Türkiye’de geçtiğimiz yıl kuraklığın en fazla yaşandığı illerin başında yer alan Aydın, son aylarda adeta yağmura doydu. Meydana gelen yağışlardan dolayı kentteki birçok baraj doluluk oranına ulaştı. Yeni yılda da devam eden yağışlar, geçen yılın büyük bir kısmını kuraklıkla geçiren Aydın çiftçisinin yüzünü güldürdü. Çiftçinin en büyük sorunlarından biri olan kuraklığın bu yıl yaşanması beklenmezken, Aydın Ziraat Odaları Koordinasyon Kurulu ve Efeler Ziraat Odası Başkanı Mehmet Kendirlioğlu kuraklıkla ilgili açıklamalarda bulundu.

“KURAKLIK BİTTİ DEMEK ŞU AN İÇİN DOĞRU DEĞİL”


Son dönemde Aydın’da önemli seviyede yağışın meydana geldiğini vurgulayan Başkan Kendirlioğlu, “Şu andaki mevcut durum, iyiye gidiyor. Bu yıl anormal sıkıntılar çekeceğimizi öngörmüyoruz. Son aylarda meydana gelen yağışlardan dolayı geçen yıla göre daha iyi bir sezon geçirebiliriz. Önümüzdeki haftalarda da yağışlar görülüyor. Yağışlar böyle devam ederse su sorunu yaşamayız. Devlet Su İşleri, Tarım İl ve İlçe Müdürlükleri ve Ziraat Odası başkanları olarak toplandığımızda en kötü olarak senaryo olarak mevcut suyla parsellerin yüzde 50 oranında sulanabileceğini ortaya koymuştuk.
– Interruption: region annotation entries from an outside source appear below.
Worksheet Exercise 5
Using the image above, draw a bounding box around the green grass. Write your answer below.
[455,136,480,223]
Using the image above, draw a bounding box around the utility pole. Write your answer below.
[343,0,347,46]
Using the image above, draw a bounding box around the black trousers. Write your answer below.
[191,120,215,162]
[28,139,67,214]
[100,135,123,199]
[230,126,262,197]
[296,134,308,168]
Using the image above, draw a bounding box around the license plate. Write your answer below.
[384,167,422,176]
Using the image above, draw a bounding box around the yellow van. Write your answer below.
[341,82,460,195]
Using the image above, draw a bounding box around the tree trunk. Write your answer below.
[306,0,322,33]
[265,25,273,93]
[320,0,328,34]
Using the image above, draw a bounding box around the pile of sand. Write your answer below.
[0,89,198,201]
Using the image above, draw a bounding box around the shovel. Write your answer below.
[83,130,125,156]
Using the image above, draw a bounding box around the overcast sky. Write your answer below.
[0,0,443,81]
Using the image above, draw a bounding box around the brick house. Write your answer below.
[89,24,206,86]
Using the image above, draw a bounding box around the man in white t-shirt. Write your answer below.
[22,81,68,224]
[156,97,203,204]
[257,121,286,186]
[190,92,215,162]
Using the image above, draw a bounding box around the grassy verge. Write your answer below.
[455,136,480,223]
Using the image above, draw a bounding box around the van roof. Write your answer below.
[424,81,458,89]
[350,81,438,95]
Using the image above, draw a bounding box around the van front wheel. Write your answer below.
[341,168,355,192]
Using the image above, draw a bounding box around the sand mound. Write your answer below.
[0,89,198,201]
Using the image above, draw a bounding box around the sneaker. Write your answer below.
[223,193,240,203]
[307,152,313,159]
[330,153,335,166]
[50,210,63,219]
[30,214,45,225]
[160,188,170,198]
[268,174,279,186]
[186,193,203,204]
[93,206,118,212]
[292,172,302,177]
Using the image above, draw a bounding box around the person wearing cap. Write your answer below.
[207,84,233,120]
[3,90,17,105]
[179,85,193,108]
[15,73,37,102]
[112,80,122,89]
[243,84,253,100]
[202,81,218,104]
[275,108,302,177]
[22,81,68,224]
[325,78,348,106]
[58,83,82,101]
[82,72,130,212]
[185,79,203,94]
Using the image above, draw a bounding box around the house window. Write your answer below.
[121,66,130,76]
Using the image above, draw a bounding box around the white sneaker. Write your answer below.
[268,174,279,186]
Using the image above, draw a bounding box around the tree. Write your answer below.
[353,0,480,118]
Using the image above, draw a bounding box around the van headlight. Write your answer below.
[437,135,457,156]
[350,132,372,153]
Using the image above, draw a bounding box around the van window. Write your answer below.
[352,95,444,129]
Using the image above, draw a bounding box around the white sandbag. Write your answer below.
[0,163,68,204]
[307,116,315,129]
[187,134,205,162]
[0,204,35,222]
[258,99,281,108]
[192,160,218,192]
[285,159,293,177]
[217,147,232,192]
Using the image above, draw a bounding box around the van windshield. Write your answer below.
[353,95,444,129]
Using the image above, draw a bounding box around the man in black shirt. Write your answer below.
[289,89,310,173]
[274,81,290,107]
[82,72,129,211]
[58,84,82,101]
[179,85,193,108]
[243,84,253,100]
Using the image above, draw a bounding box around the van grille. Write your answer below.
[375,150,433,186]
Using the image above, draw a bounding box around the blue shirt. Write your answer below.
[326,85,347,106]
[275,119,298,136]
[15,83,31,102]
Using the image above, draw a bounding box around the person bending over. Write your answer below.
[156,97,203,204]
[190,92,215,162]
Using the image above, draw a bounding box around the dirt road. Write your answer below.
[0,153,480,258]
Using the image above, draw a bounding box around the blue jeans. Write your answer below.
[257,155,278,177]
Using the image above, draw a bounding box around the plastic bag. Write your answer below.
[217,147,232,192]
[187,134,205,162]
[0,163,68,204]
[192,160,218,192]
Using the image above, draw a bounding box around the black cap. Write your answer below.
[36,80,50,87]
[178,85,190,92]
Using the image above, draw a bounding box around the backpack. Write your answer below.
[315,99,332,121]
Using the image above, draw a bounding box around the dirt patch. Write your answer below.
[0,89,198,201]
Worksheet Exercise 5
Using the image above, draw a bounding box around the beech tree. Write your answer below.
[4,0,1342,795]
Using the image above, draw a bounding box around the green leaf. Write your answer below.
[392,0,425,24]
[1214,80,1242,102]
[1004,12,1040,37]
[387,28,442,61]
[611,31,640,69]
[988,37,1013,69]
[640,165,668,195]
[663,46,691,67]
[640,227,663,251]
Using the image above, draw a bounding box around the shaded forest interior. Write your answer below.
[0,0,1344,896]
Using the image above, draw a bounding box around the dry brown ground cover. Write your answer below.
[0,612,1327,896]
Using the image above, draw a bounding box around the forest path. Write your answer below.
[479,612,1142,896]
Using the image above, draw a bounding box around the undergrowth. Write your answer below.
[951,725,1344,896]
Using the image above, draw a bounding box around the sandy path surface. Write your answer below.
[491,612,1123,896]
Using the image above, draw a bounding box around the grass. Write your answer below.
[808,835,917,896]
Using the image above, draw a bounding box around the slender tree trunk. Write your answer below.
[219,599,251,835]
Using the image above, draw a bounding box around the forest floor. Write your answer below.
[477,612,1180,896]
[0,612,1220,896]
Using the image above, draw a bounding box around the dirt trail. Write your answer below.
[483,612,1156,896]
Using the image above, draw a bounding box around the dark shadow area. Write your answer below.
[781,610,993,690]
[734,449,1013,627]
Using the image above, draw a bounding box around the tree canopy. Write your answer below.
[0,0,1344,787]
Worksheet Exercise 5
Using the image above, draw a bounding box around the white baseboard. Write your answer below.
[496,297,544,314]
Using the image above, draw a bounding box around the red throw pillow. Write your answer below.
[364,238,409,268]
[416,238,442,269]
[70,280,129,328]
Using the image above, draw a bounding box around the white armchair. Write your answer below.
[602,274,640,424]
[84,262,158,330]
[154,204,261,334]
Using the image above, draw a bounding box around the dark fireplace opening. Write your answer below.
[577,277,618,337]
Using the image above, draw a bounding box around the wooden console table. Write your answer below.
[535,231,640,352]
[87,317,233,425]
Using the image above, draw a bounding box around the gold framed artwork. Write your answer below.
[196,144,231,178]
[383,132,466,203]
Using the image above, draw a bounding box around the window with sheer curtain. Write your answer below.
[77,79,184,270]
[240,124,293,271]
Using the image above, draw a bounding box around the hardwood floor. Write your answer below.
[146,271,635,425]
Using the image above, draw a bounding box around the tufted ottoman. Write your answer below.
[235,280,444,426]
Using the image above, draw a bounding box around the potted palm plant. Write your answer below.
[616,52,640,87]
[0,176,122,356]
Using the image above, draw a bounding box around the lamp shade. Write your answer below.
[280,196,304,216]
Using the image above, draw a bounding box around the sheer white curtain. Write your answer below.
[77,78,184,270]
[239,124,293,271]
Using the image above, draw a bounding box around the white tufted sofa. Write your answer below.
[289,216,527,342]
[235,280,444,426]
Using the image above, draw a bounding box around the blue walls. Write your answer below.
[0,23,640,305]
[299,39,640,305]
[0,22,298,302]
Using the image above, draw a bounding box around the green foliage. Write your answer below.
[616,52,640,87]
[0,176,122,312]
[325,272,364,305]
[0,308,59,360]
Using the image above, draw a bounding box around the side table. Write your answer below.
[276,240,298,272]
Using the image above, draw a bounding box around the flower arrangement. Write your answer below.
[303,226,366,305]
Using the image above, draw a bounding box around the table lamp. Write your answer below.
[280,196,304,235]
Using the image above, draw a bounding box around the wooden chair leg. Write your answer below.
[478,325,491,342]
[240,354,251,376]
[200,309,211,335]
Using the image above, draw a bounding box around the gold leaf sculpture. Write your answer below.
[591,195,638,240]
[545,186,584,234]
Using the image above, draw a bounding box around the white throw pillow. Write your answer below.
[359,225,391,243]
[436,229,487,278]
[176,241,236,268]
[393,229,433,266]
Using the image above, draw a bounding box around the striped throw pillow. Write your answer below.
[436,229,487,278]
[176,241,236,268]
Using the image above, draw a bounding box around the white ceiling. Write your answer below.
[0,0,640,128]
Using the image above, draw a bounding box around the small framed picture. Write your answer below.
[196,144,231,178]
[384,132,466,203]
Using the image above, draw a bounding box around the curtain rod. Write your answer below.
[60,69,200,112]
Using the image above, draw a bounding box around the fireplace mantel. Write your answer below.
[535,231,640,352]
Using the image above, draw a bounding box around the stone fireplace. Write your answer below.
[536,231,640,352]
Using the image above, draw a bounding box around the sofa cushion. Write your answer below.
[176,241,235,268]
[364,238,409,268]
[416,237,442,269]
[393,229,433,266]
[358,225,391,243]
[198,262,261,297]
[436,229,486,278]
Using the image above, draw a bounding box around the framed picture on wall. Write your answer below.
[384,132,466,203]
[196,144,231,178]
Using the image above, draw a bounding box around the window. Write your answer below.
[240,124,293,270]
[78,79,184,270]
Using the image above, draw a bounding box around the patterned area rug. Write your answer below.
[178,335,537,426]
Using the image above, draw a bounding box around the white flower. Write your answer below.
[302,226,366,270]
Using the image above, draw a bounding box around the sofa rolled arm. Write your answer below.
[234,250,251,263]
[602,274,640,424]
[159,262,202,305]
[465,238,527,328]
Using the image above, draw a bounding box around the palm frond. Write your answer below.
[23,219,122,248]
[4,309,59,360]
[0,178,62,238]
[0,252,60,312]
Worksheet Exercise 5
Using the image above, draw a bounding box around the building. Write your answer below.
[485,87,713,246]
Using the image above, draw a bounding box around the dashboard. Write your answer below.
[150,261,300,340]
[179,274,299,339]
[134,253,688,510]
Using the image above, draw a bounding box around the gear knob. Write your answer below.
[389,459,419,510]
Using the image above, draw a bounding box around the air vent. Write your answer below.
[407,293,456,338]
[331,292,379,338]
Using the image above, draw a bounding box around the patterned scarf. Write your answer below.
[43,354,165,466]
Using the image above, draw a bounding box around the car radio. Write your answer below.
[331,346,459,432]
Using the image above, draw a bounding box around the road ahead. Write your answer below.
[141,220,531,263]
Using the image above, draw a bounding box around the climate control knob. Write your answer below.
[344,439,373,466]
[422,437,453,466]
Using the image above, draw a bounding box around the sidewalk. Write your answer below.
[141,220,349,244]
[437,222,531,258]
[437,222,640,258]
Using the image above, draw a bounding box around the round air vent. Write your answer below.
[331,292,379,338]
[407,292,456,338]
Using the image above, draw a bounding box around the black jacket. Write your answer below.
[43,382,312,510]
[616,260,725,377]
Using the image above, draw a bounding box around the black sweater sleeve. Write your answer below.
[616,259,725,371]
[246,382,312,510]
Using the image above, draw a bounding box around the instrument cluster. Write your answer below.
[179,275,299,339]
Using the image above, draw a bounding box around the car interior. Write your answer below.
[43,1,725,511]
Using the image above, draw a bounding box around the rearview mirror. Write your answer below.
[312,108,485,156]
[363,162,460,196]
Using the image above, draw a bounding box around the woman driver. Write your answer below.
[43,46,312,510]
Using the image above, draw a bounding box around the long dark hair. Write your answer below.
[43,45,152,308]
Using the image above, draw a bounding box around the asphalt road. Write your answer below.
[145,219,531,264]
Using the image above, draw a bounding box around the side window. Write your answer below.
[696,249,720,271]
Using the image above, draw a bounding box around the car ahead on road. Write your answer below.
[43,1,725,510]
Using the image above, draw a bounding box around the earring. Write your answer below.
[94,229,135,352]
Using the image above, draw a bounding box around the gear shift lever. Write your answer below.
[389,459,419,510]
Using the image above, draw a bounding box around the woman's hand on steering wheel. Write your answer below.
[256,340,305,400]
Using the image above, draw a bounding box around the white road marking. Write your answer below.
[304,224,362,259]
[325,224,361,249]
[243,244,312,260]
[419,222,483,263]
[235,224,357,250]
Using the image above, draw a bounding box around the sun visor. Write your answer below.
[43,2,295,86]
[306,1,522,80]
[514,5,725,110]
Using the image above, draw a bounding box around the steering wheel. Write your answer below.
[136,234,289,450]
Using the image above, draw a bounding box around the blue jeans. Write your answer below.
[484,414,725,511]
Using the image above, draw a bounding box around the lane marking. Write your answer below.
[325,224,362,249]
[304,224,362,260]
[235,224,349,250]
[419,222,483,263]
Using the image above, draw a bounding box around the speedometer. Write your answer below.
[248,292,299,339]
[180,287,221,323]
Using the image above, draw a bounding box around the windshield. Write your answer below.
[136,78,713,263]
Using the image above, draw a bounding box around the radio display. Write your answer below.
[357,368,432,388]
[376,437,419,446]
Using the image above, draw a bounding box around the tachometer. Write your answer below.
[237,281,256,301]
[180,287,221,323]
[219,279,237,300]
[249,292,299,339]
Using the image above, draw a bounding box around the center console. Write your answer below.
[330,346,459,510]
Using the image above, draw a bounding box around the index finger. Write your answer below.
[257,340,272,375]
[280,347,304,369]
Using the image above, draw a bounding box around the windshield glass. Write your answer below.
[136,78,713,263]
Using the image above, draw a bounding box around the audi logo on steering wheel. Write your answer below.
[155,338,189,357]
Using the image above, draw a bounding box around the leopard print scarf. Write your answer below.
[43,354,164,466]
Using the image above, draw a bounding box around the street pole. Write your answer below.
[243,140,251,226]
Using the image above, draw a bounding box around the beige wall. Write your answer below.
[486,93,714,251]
Son dönemde meydana gelen yağışlardan dolayı bu en kötü senaryonun olmayacağını görüyoruz. Tarımsal kuraklık bitti demek şu aşamada doğru değil. Şubat ayının ortalarına kadar durumu görmek lazım.” diye konuştu.

“EN AZ SUYLA EN FAZLA SULAMA YAPMALIYIZ”


Kuraklığın her zaman bir tehdit olduğunu kaydeden Kendirlioğlu, “Bu yıl kuraklık yaşanmayabilir ancak uzmanlar, önümüzdeki zamanlarda kuraklığın daha sık ve sert geçebileceğini ifade ediyor. Bu anlamda kuraklığa karşı önlemler alınmalı. Daha sonra ah, vah, tüh demenin bir anlamı yok. Kuru tarıma geçmek bizim için dezavantaj olabilir. Yazın herhangi bir ekim yapmamak kayıp olur. Hem çiftçimiz, hem ilimiz hem de ülkemiz için kayıp olarak bize olumsuz yansır. Söz konusu kuraklığa karşı sulama sistemlerini değiştirmemiz gerekiyor. Vahşi sulama sisteminden vazgeçmemiz gerekiyor. Vahşi sistemden mutlaka damlama sistemine geçilmeli. Susuz tarım olmayacağını bilmemiz lazım. En az suyla en fazla sulama yapılması için gereken tüm tedbirler hızlı bir şekilde alınmalı.” şeklinde konuştu.

“ÇİFTÇİMİZİN BU GİRDİ MALİYETLERİNİN ALTINDAN KALKMASI MÜMKÜN OLMAYABİLİR”


Çiftçinin yaşadığı sıkıntılarına de değinen Başkan Kendirlioğlu, “Son dönemde tarım sektöründe girdi maliyetleri oldukça yükseldi. Akaryakıt, gübre, tohum, tarımsal ekipmanlar başta olmak üzere büyük bir artış yaşandı. Özellikle geçen yıla göre gübre fiyatlarına yüzde 500-700 arasında zam geldi. Eğer bu gelen zamlara karşı sattığımızdan kar elde edemezsek çiftçilerimizin bu girdi maliyetlerinin altından kalkması mümkün olmayabilir. Bu konuda da acil tedbir alınması gerekiyor. Gübrede tedbir alınmazsa ürünlerde verim ve kalite kayıpları yaşanır. Bu durum da bize telafisi olmayan zararla geri döner. Ürünlerin ekim döneminden hasat dönemine kadar belli bir süre geçiyor. Bazı ürünlerde bu durum bir yıla kadar çıkabiliyor. Bu nedenle yok olan bir gıdanın yeniden ortaya çıkması için bir sene gerekiyor. Girdi maliyetleri artan çiftçimize gereken destek verilmeli.” dedi.